Cela fait maintenant cinq semaines que l'Ukraine a lancé sa contre-offensive. Ceux qui s'attendaient à des avancées fulgurantes sont restés sur leur faim. Kiev n'a pas répété l'exploit réalisé l'automne dernier, quand ses troupes ont libéré de larges portions de territoire occupé dans le nord-est du pays.
Bien que les responsables ukrainiens et plusieurs analystes aient affirmé à plusieurs reprises que les conditions actuelles sont radicalement différentes, l'opération de Kiev a été accueillie avec une certaine déception jusqu'à présent. «La contre-offensive n'a pas répondu aux attentes», titrait assez sèchement CNN la semaine dernière, à l'image d'autres importants médias américains. Le Wall Street Journal décrit des troupes à court d'armes et d'effectifs, se battant contre un ennemi profondément retranché.

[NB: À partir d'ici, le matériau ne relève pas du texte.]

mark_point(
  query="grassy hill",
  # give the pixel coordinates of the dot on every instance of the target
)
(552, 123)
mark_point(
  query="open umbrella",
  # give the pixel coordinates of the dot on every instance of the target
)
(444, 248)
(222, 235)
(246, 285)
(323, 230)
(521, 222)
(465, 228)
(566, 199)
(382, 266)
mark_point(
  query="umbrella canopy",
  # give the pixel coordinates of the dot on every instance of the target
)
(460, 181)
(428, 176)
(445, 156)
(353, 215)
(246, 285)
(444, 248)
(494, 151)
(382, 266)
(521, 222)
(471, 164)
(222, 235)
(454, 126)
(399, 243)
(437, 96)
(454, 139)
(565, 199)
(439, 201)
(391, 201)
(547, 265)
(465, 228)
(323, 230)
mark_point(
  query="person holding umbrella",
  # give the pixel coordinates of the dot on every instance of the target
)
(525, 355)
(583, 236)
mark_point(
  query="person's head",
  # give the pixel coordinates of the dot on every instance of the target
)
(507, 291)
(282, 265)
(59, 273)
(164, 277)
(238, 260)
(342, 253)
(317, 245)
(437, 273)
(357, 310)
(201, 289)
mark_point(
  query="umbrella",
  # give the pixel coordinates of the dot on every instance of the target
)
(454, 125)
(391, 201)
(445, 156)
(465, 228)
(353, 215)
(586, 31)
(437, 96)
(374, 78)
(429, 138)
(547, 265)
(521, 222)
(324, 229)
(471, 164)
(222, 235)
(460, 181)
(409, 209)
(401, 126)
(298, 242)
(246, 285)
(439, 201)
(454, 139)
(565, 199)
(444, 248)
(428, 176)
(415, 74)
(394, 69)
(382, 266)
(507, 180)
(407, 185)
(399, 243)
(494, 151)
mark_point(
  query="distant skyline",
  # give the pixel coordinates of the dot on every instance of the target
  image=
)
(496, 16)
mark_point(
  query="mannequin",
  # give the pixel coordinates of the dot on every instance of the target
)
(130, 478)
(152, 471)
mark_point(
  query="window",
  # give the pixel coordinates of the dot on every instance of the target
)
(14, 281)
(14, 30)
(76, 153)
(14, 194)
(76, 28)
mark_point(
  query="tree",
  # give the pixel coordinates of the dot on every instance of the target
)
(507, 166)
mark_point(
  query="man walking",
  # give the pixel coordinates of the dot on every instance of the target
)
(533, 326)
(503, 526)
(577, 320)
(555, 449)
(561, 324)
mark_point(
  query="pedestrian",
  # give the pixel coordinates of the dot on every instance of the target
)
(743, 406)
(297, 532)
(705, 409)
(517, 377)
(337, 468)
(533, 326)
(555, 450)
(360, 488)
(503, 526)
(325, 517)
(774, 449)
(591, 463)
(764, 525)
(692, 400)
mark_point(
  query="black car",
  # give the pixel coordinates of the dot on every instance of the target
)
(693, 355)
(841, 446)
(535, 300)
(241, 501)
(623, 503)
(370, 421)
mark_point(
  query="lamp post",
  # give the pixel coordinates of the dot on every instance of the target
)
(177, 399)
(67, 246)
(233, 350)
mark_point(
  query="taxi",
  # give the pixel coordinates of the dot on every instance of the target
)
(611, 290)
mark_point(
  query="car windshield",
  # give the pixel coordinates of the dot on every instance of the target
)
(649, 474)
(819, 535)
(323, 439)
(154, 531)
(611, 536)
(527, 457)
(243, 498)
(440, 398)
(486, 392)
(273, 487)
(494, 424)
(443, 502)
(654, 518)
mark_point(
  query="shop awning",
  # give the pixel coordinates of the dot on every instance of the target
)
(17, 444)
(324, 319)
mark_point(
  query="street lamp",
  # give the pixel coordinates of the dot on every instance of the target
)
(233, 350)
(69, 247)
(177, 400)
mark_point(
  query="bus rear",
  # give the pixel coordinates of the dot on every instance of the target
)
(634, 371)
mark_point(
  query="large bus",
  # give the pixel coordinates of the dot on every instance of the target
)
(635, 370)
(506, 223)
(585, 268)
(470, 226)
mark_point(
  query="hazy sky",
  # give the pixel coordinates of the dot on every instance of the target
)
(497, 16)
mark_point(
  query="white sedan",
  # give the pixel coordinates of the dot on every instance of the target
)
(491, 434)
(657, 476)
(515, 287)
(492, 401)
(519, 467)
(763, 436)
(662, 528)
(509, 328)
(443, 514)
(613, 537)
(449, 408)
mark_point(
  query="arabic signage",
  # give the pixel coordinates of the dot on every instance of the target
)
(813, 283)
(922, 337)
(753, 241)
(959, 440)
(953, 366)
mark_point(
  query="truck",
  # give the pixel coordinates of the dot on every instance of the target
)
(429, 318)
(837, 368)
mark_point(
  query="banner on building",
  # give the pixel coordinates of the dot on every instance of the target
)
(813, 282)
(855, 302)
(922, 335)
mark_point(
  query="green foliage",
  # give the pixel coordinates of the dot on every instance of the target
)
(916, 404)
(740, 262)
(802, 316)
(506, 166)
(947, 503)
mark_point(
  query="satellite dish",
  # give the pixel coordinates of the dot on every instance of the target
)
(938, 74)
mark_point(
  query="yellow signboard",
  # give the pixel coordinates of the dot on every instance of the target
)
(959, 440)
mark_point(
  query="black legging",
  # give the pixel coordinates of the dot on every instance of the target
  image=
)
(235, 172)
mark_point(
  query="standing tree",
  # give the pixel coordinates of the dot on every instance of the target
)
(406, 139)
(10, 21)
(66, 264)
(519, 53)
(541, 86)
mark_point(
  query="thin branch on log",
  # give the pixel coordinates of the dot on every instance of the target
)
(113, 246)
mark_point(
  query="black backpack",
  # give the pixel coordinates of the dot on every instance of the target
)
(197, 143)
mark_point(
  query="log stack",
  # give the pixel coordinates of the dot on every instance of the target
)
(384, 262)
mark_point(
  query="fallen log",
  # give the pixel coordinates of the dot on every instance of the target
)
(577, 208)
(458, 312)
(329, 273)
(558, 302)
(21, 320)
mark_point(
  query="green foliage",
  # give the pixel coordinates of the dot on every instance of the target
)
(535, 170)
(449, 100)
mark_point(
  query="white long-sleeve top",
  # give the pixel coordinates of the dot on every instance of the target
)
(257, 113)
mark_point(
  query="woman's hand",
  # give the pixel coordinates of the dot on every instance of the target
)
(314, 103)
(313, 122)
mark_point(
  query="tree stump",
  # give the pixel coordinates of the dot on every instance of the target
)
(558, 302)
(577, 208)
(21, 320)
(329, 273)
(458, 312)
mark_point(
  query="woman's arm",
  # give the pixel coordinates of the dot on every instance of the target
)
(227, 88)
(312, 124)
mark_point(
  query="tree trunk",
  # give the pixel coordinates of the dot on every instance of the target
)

Moscou profite bien évidemment de la situation pour présenter l'attaque ukrainienne comme un échec retentissant. Le ministre russe de la Défense a affirmé lundi que Kiev avait perdu 26 000 soldats et 1244 blindés depuis le début de la contre-offensive, le 4 juin. Il s'agit d'estimations «très exagérées», selon le centre de réflexion américain «Institute for the Study of War» (ISW), qui rappelle que même des blogueurs pro-Kremlin ont mis ces bilans en discussion.
Selon l'ISW, la «lenteur» des opérations reflète une décision délibérée, une stratégie asymétrique consistant à épuiser progressivement l'ennemi. Cela permettrait aux forces de Kiev de préserver leurs effectifs, au prix de gains territoriaux moins spectaculaires.
L'absence d'avancées retentissantes ne signifie pourtant pas que Kiev n'ait pas progressé du tout pendant les cinq dernières semaines. Des calculs formulés par l'ISW montrent plutôt l'inverse: les troupes ukrainiennes ont réalisé des gains territoriaux significatifs, notamment si on les compare à ceux réalisés par les Russes:
Autrement dit, les forces ukrainiennes ont libéré en cinq semaines environ deux tiers du territoire que les forces russes ont capturé en plus de six mois.
Ces chiffres diffèrent de ceux diffusés par l'armée ukrainienne, qui affirmait lundi avoir repris 193 km2 de territoire aux occupants russes. Cet écart s'explique par le fait que Kiev a calculé différemment son contrôle initial du terrain, explique l'ISW. Le think tank s'appuie sur ses propres données afin de mieux comparer les gains des deux belligérants.
Ce qui est sûr, c'est que l'invasion russe stagne. Selon les données élaborées par le collectif de cartographes Warmapper, la Russie contrôlait 17,5% du territoire ukrainien à la fin du mois de juin, un pourcentage qui n'a pratiquement plus bougé depuis novembre dernier.